L'Adsp ha proseguito sulla sua strada: nessun accordo tra le parti. E a rimetterci è lo scalo. Borgioni (Filt Cgil): "Si è scritta una delle pagine più brutte per il nostro porto". All'orizzonte presidi e scioperi. La richiesta è quella di sospendere gli effetti dell'ordinanza almeno fino al pronunciamento, nel merito, del Tar, previsto per giugno. Oltre al danno anche la beffa per la società italo belga che deve farsi carico dei costi del trasporto della merce, via gomma, fino a Civitavecchia. Dura la consigliere regionale Roberta Angelilli  

CIVITAVECCHIA - La bananiera non scaricherà a Civitavecchia. È scaduto l'ultimatum lanciato dalla Cfft all'Authority questa mattina alle 10. La nave è stata quindi dirottata a Livorno. Attesa febbrile per i lavoratori sotto Molo Vespucci, nella speranza di conoscere la decisione dell'Adsp con un presidio pacifico. Alle 10 è arrivata la conferma che la bananiera avrebbe scaricato in un altro porto, evidentemente l'Adsp non ha cambiato idea e la nave, come promesso, è salpata per altri lidi. 

Pesante l'assenza del presidente dell'Authority Francesco Maria di Majo mentre il segretario generale Roberta Macii ha tentato di gestire la situazione con Cfft e Rtc, alla ricerca di una mediazione o di un possibile accordo.

I vertici della società italo belga con i sindacati hanno convocato una conferenza stampa presso il proprio terminal. (SEGUE)

"Non mi sarei mai aspettato di arrivare a questo punto: oggi si scrive una delle pagine più brutte per il nostro porto". È l'amara considerazione del segretario della Filt Cgil Alessandro Borgioni che questa mattina ha atteso sotto Molo Vespucci insieme ai lavoratori la decisione dell'Adsp. "Abbiamo trovato le porte chiuse - ha spiegato, rimarcando il fatto che la porta scorrevole dell'ente fosse stata bloccata - questo è il segnale dell'isolamento dell'Authority dal resto del contesto con cui invece dovrebbe dialogare.
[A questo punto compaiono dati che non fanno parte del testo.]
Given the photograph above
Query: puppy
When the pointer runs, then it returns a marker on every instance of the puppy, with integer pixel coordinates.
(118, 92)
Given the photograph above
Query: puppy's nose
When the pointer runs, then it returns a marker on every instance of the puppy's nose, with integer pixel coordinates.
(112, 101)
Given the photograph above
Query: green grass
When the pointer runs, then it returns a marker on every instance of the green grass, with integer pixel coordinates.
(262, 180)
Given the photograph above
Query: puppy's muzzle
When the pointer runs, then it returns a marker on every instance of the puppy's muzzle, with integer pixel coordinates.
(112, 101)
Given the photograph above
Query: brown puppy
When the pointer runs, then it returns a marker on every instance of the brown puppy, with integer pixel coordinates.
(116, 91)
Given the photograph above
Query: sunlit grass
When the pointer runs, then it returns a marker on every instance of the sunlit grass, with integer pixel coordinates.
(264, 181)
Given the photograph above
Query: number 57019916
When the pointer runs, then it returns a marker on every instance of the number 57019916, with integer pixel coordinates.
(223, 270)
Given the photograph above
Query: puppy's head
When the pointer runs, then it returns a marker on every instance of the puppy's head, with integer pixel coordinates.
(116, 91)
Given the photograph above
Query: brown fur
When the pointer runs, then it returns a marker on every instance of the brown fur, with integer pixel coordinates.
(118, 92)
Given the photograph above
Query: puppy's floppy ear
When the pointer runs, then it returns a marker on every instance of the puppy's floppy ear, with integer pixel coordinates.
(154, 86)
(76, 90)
Un traffico che viene mandato via fa male a tutti. Questo è un porto in contrazione e cosa si fa? Si rischia di perdere uno dei pochi traffici in espansione, senza dare la possibilità ad una delle pochissime aziende che si sono date da fare, portando lavoro, di crescere". Il sindacato è molto critico: si aspettava una maggiore partecipazione da parte dell'Adsp e un accordo tra i due soggetti, impossibile però da trovare nei soli 45 giorni di proroga concessi questa estate. "Respingere i traffici oggi - ha aggiunto Borgioni - significa compromettere la credibilità dello scalo: sbaglia chi pensa che si possa vivere solo di crociere e traghetti. Una cosa è certa: qualcuno, nel breve periodo, deve avere il coraggio di decidere: le istituzioni preposte sono dentro Molo Vespucci". L'auspicio, considerato che il ritiro dell'ordinanza è stato chiesto più volte invano, è che almeno venga concessa un'ulteriore proroga, almeno fino a giugno, fino a quando cioè il Tar non esprimerà la propria sentenza nel merito. Perché perdere un traffico come quello di Chiquita significa depauperare il porto". 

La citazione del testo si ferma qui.